Stellantis będzie czwartym graczem na rynku
Tym samym z przekazu medialnego znikną informacje o FCA i Grupie PSA. Nazwa Stellantis będzie używana dla całego nowego koncernu, natomiast nazwy poszczególnych marek nie ulegną oczywiście zmianie. W komunikacie poinformowano także, że wszystkie marki pozostaną przy swoich dotychczasowych logotypach.
Połączone siły FCA i Grupy PSA mają być czwartym co do wielkości producentem samochodów na świecie po Volkswagenie, Toyocie i Renault-Nissan.
Nazwa Stellantis pochodzi od łacińskiego czasownika stello, co oznacza rozjaśnić gwiazdami. Pojawi się ona oczywiście na budynkach korporacyjnych we Francji, USA, Włoszech i na całym świecie.

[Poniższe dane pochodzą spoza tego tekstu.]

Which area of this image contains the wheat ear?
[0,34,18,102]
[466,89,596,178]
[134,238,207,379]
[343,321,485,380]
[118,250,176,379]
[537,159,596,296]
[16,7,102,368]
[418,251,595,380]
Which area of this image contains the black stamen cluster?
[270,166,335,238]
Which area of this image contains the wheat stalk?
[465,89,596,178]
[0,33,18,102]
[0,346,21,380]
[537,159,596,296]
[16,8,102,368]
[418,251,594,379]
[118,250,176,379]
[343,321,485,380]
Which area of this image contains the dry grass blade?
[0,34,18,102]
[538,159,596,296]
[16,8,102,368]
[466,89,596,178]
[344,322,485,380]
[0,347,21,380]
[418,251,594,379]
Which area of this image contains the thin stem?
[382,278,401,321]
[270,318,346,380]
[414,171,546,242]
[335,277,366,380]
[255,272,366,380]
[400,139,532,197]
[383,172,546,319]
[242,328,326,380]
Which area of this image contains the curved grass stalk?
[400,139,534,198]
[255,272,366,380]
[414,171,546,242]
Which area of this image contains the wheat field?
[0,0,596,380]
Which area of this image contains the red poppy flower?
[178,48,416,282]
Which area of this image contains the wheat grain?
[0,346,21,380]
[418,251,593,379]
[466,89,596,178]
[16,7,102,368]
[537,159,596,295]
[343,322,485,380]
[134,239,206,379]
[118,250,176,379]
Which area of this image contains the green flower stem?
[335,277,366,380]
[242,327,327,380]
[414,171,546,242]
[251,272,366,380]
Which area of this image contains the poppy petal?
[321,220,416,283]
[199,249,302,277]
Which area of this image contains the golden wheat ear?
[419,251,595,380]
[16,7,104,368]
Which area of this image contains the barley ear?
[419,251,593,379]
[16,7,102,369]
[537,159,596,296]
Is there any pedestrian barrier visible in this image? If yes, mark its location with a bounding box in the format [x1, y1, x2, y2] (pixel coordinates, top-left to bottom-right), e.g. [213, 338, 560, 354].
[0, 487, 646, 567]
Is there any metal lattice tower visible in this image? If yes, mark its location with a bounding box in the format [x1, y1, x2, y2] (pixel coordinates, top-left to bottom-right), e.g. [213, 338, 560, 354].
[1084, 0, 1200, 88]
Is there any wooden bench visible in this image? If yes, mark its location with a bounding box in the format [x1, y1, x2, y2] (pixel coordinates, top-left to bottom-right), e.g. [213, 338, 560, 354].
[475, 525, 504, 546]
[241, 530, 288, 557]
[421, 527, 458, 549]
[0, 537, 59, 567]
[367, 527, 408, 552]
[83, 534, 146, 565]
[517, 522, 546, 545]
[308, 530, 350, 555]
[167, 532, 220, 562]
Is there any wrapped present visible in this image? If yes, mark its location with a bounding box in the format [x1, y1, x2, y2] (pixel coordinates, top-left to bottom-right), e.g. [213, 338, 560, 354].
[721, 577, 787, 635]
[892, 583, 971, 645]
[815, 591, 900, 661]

Fuzja ma zakończyć się w przyszłym roku
Firmy zgodziły się na fuzję o wartości 50 mld USD w grudniu 2019 r. Powinna się ona zakończyć w pierwszych kwartałach 2021 r., po czym spółka zacznie używać nowej nazwy. Fuzja nie została jeszcze zatwierdzona przez akcjonariuszy na walnych zgromadzeniach i przez właściwe organy antymonopolowe, jednak wszystkie strony mają nadzieję, że to formalność.
Obie strony mają nadzieję, że Stellantis lepiej poradzi sobie ze słabszym popytem na samochody, niż zrobiły by to dwa osobne koncerny. Celem jest oczywiście także dzielenie się kosztami rozwoju i produkcji samochodów elektrycznych i hybrydowych, które mają spełniać surowe unijne normy.
Firmy chcą również zoptymalizować inwestycje w rozwój nowych platform, silników i nowych technologii. W przyszłości ma to oznaczać, że ponad dwie trzecie samochodów grupy ma być skoncentrowanych na dwóch platformach.
Stellantis to aż 14 marek. Czas pokaże, czy przetrwają wszystkie
Przypomnijmy, że po połączeniu w ramach Stellantisa zgrupowane zostanie aż czternaście marek. To pięć z obecnej Grupy PSA – Citroen, DS, Opel, Peugeot i Vauxhall – a także dziewięć marek z FCA – Abarth, Alfa Romeo, Dodge, Fiat, Chrysler, Jeep, Lancia, Maserati i Ram. Łączna sprzedaż wszystkich marek wynosiła rocznie ok. 8,7 mln samochodów. Statystyki za 2020 r. w związku z pandemią koronawirusa mogą być jednak oczywiście znacznie gorsze.
Zarząd nowej spółki ma składać się z 11 członków Rady Dyrektorów. Pięciu z nich ma być powoływanych przez PSA, a pięciu przez FCA. Zgodnie z umową między stronami, John Elkann, dzisiejszy prezes zarządu FCA, będzie przewodniczył radzie dyrektorów. Dzisiejszy prezes zarządu PSA, Carlos Tavares, zostanie natomiast dyrektorem generalnym (CEO) nowej firmy na kolejne pięć lat.
To właśnie Carlos Tavares zapewniał wielokrotnie, że fuzja nie będzie oznaczać likwidacji żadnej marki. Portugalczyk wypowiadał te słowa jednak przed pandemią koronawirusa, która bardzo mocno uderzyła w producentów samochodów. Jak będzie ostatecznie, przekonamy się w najbliższych latach.